Stricture at the site of a hepaticojejunostomy anastomosis (HJA) is a complication after pancreaticoduodenectomy. Although biliary intervention via the endoscopic ultrasound-guided hepaticogastrostomy (EUS-HGS) route and endoscopic retrograde cholangiopancreatography (ERCP) with balloon-assisted enteroscopy have been reported for the management of HJA strictures,1-3 endoscopic treatment can be challenging in complete obstruction. We report a case in which combined EUS-HGS and single-balloon enteroscopy (SBE) successfully resolved a complete HJA obstruction.
A 65-year-old man underwent pancreaticoduodenectomy for intraductal papillary mucinous carcinoma 3 years earlier. During routine follow-up, liver dysfunction was detected. Magnetic resonance cholangiopancreatography revealed an HJA stricture (Fig. 1A). ERCP with SBE failed to identify the anastomosis. Therefore, EUS-HGS was performed, and a self-expandable metallic stent (SEMS; EGIS, 6 mm/10 cm; S&G Biotech) was inserted (Video 1). Cholangiography confirmed complete obstruction (Fig. 1B). After 1 month, the SEMS was removed, and a cholangioscope (SpyGlass DS; Boston Scientific) was advanced antegrade via the HGS route. Cholangioscopy revealed a membranous stricture near the HJA (Fig. 1C). Using cholangioscopic biopsy forceps, fibrotic tissue and sutures were carefully dissected and removed (Fig. 1D). Cholangiography then demonstrated restored continuity with contrast flow into the jejunum. The stricture was balloon-dilated, and a plastic stent (PS) was placed.

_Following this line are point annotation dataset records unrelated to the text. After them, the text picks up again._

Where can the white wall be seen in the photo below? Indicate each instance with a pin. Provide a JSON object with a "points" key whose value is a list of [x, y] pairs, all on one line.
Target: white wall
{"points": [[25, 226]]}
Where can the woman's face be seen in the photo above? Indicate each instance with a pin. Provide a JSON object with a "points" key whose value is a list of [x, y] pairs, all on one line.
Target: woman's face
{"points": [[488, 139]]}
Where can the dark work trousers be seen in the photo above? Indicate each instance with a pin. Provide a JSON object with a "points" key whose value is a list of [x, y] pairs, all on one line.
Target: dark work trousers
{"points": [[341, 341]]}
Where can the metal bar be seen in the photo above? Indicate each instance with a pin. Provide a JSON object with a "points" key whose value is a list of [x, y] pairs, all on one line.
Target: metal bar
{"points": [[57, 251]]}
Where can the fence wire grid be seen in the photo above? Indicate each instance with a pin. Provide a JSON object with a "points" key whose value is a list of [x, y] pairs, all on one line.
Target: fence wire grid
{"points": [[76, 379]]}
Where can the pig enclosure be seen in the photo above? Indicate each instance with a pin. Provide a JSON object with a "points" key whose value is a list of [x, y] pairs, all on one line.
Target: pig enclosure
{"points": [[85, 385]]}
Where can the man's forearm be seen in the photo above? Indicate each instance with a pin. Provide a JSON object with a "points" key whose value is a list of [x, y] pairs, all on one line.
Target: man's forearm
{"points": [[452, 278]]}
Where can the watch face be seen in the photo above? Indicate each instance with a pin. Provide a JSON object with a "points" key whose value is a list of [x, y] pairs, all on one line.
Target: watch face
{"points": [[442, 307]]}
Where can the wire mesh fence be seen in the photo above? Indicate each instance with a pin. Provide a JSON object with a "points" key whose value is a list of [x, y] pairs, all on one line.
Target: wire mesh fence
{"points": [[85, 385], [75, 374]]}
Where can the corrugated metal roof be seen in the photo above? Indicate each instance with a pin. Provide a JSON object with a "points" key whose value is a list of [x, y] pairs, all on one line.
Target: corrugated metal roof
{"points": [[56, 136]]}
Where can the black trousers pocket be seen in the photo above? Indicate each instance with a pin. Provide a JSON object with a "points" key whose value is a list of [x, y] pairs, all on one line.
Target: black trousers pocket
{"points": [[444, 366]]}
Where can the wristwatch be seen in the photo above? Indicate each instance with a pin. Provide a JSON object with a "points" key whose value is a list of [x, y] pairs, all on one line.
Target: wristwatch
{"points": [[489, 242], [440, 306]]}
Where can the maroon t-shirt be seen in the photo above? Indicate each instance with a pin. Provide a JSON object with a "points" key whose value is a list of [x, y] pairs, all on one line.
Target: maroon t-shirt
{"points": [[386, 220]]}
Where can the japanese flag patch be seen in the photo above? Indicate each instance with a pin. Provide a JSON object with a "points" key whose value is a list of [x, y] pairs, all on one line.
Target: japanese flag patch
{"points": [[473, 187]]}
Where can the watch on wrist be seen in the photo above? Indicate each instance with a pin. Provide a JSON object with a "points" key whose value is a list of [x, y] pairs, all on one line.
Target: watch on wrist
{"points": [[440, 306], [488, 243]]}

At the 1-month follow-up, the PS was replaced with a SEMS (Bonastent M-Intraductal, 8 mm/3 cm; Standard SciTech Inc.; Fig. 2A). One month later, endoscopic evaluation via SBE from the mucosal side confirmed fistula formation and resolution of the HJA stricture after SEMS removal (Fig. 2B).
Video
Video 1.
Successful treatment of a complete obstruction at the hepaticojejunostomy anastomosis using cholangioscopic biopsy forceps inserted via the endoscopic ultrasound-guided hepaticogastrostomy route to remove the biliary mucosa and surrounding fibrotic tissue.
A video related to this article can be found online at https://doi.org/ce.2025.174.
Conflicts of Interest
The authors have no potential conflicts of interest.
Funding
None.
Acknowledgments
We thank Yokohama City University for providing the necessary resources.
Author Contributions
Conceptualization: SH, KH; Data curation: SH; Resources: SH, KH; Supervision: MY; Writing–original draft: SH; Writing–review & editing: all authors.
Fig. 1.(A) Magnetic resonance cholangiopancreatography showing intrahepatic bile duct dilation. The arrow indicates the complete obstruction at the hepaticojejunostomy anastomosis. (B) Cholangiography confirming complete obstruction at the hepaticojejunostomy anastomosis. (C) Cholangioscopic view revealing a membranous stricture at the anastomotic site. (D) Endoscopic removal of the biliary mucosa and surrounding fibrotic tissue using biopsy forceps (SpyBite MAX; Boston Scientific).
Fig. 2.(A) Replacement of the plastic stent at the hepaticojejunostomy anastomosis with a self-expandable metallic stent. The arrow indicates the self-expandable metallic stent (Bonastent M-Intraductal, 8 mm/3 cm; Standard SciTech Inc.) (B) Mucosal-side evaluation using a single-balloon enteroscope showing resolution of the hepaticojejunostomy anastomosis stricture.